The markets may have entered the acceptance phase of the three-stage grief process (shock-awareness-acceptance). There is more clarity on the coronavirus crisis’s health and economic effects and, importantly - from the market’s perspective – on what policymakers’ response will be going forward.
The shock phase of the crisis - and the speed and severity of the market decline (-34% in 33 days) - shifted to the awareness phase as the outlines of the economic damage and policymakers’ response emerged, spurring the market to discount the eventual recovery. Whether a V, swoosh, or U-shaped recovery was less important than the massive stimulus that was applied.
Between $10 and $11 trillion, roughly 45% of GDP, in stimulus was enacted. This is 2.5x what was spent in the financial crisis.
Acceleration in hiring and spending, as indicated by high frequency economic data, has happened sooner than expected.
The S&P 500 has rebounded 42% from its March 23rd low and is valued at a P/E of 21x forward earnings. There is a dramatic dichotomy between the real economy (“Main St.”) and the equity market (“Wall St.”), but the rationale has been that the market is a discounting mechanism and rate of change of data is most important.
Acceptance phase marked by the understanding that:
The Federal Reserve will do whatever it takes to keep economic momentum going and asset markets supported. In mid-June, it began purchasing individual corporate bonds in the secondary market according to a market index that it created.
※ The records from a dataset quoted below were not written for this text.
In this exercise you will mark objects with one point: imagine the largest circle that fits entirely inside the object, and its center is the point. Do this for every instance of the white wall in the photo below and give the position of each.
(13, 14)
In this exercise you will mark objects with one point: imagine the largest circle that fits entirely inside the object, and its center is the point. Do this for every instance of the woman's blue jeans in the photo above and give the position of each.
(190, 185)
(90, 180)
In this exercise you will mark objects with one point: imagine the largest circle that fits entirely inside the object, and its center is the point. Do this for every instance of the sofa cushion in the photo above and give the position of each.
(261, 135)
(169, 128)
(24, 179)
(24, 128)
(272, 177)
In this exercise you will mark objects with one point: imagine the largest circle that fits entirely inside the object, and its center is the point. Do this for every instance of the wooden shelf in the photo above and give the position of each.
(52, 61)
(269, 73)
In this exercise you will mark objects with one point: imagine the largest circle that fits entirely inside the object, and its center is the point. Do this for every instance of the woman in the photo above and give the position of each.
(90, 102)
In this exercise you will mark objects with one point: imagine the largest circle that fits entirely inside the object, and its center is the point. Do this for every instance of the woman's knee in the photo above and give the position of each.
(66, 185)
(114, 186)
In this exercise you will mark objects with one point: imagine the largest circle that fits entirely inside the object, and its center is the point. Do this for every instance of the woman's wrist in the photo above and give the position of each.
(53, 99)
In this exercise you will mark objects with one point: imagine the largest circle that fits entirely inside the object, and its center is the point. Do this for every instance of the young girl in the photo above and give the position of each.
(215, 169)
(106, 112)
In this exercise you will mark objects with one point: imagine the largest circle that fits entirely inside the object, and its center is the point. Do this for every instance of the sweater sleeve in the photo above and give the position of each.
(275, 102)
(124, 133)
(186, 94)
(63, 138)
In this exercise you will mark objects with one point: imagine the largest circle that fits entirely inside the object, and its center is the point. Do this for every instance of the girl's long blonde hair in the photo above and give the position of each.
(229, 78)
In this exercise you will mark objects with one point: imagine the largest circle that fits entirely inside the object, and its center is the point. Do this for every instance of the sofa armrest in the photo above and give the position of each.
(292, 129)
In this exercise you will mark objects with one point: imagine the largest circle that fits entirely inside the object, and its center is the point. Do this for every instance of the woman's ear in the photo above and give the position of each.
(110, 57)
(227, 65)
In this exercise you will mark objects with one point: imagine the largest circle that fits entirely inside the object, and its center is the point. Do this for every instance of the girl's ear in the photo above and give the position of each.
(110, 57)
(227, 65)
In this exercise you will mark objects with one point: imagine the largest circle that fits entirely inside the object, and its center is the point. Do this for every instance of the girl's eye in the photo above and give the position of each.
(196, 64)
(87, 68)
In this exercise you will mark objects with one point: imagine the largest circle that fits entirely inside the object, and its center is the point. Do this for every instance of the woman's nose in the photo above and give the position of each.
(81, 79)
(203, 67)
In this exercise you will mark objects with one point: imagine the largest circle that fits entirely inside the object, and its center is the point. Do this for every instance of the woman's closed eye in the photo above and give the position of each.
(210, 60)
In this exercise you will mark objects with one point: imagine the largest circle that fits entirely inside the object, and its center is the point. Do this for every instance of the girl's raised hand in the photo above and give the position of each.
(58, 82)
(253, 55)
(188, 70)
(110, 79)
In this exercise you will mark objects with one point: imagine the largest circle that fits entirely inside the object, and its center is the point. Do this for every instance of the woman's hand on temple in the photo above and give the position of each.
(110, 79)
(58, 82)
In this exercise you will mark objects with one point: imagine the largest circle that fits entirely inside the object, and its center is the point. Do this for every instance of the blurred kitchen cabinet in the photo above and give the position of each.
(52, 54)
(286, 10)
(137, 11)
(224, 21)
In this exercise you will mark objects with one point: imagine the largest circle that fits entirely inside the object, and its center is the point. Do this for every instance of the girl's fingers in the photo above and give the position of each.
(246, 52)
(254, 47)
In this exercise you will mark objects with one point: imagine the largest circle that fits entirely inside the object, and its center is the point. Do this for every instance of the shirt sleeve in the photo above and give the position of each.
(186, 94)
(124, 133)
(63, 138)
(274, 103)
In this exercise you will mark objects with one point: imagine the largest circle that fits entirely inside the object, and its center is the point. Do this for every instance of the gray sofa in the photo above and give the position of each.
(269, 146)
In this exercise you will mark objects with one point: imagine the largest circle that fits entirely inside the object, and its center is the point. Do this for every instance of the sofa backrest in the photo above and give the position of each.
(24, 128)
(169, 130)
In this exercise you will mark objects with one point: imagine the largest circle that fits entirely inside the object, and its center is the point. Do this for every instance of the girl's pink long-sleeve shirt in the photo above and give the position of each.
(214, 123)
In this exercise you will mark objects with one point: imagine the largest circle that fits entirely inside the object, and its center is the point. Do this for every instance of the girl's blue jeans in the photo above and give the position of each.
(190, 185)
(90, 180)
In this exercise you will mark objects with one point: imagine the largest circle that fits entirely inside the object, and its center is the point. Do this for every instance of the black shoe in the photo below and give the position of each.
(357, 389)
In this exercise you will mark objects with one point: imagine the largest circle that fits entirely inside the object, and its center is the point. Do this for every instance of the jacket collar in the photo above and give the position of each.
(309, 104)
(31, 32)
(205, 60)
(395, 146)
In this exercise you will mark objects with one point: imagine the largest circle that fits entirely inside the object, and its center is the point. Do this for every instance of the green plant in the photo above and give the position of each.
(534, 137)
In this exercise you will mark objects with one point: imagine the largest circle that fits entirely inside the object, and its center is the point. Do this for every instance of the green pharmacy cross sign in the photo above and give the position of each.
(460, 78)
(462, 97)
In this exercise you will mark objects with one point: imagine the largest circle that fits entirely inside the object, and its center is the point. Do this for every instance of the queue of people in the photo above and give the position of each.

Fiscal authorities are contemplating additional stimulus – the Heroes Act, which was passed by the House in May, would provide $3 trillion and extend unemployment benefits of $600/week through start of 2021. News reports say the White House is working on its own stimulus package.
Health authorities’ response will include increased testing, contact tracing, local lockdowns and phased re-openings, as needed. There is acknowledgement that the virus will be with us for some time, but the political will to enact additional national lockdowns appears absent. Rolling regional shutdowns and/or sheltering of vulnerable populations most likely.
The June 8-10 Federal Reserve Meeting may have been an inflection point for the Main St. vs Wall St. dichotomy
The Fed’s dour economic forecast (interest rates at zero through 2022) and the remarkable comment about “not thinking about raising rates” spooked the markets. The bond market supports this view: The 10-yr US Treasury bond currently pays 0.68%.
Cyclical, value, and small cap stocks started to underperform on June 8th.
Typically, S&P 500 discounts 6-9 months out. Is currently discounting 2021-2022 recovery. Significant risks with little room for error at current valuation and little corporate earnings visibility. Prospects of a slower economic rebound with valuations in top 10% historically is a poor risk/reward trade-off.
At a P/E of 37x forward earnings, The NASDAQ is now officially more expensive than in the 2000 tech bubble.